28 Aralık 2014 Pazar

SA1067/KY22-AB2: Galatasaray mı, Aksaray mı?

"Alakalı alakasız her şeyi topa tutacağız derken…"


Takım tutmadım; tutanlardan da nefret ettim. Faşizmin en kötü halini hissettim hep taraftar vurgularında. Erkek akrabaların çok olmasından mıdır nedir, küçüklüğümden beri de böyledir.

Tek kanallı TV’lerin olduğu dönemlerde evlerde sıkıntı yoktu. Kanallar çoğalınca önce elimden çizgi filmlerimi, sonra belgesellerimi ve heyecanlı sinema filmlerimi çaldı futbol. Bu yüzden en başta TV’yi işgal ettiği için kızdım futbola. O zamanlardan sonra da pek geçinemedik zaten kendisi ile.
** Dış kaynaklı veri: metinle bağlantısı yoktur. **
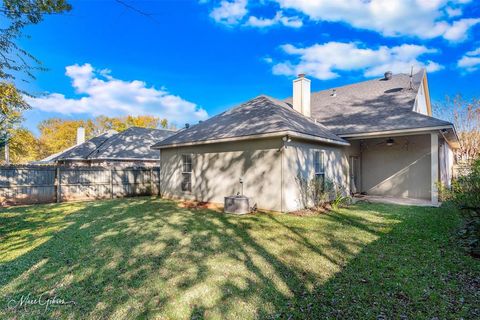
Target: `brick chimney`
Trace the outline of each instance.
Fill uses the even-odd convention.
[[[77,128],[77,146],[85,142],[85,128],[78,127]]]
[[[310,117],[310,80],[301,73],[293,80],[293,109]]]

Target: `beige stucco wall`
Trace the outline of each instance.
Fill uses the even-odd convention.
[[[284,211],[294,211],[304,207],[298,176],[308,179],[314,176],[314,152],[325,154],[325,176],[349,192],[348,154],[354,152],[349,147],[333,146],[293,140],[287,143],[284,154]]]
[[[281,211],[282,139],[258,139],[161,150],[161,192],[166,197],[223,204],[241,192],[258,208]],[[192,154],[192,192],[181,191],[182,154]]]
[[[430,134],[362,142],[362,191],[371,195],[431,198]]]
Biraz büyüyünce ülkede başlayan feminizm akımından futbol sıyırdı ve korudu biraz erkeklerimizi. Bakın bu konuda hakkını vermek lazım futbolun. Mağaralarında rahatlıkla avaz avaz bağırabilme haklarını, sadece o güne mahsus olmak üzere böyle elde etti erkekler.

Gol atılınca, ellerini yumruk yaparak kollarını açıp zıpladılar, koltuklardan fırladılar.

Gol yiyince de koltuğu yumruklama yada rahat rahat küfredebilme yetkisini futbol sayesinde kazandılar kendi mağaralarında.

Toplu halde beraber maça gittiklerinde de, beraber ava giden mağara erkeklerinin ritüeline dönüştü gözümde bu durum.

Ha, diyeceksiniz ki şimdi.

Biraz abartıyor musun ne?

Ama inanın ne feministim ne de futbol severim. Bu noktada toplumun kapsamlı bir check-upla iyi bir ruhsal tahlile ve tedaviye ihtiyacı olduğunu ciddi ciddi düşünenlerdenim üstelik.

Hem kadın açısından hem de erkek açısından.

Çünkü zaten spor yapmayan, evde de yerinden kıpırdamayan toplum erkek modelinin haftada bir maça gittiğinde ayağını ciddi anlamda sakatlayanlar gördüm çevremde. Altı ay kolu-ayağı alçı ile dolaşan insanlar birikti evlerde.

Bu zamanlarda kadınlarsa Zuhal Olcay dinlediler evlerinde.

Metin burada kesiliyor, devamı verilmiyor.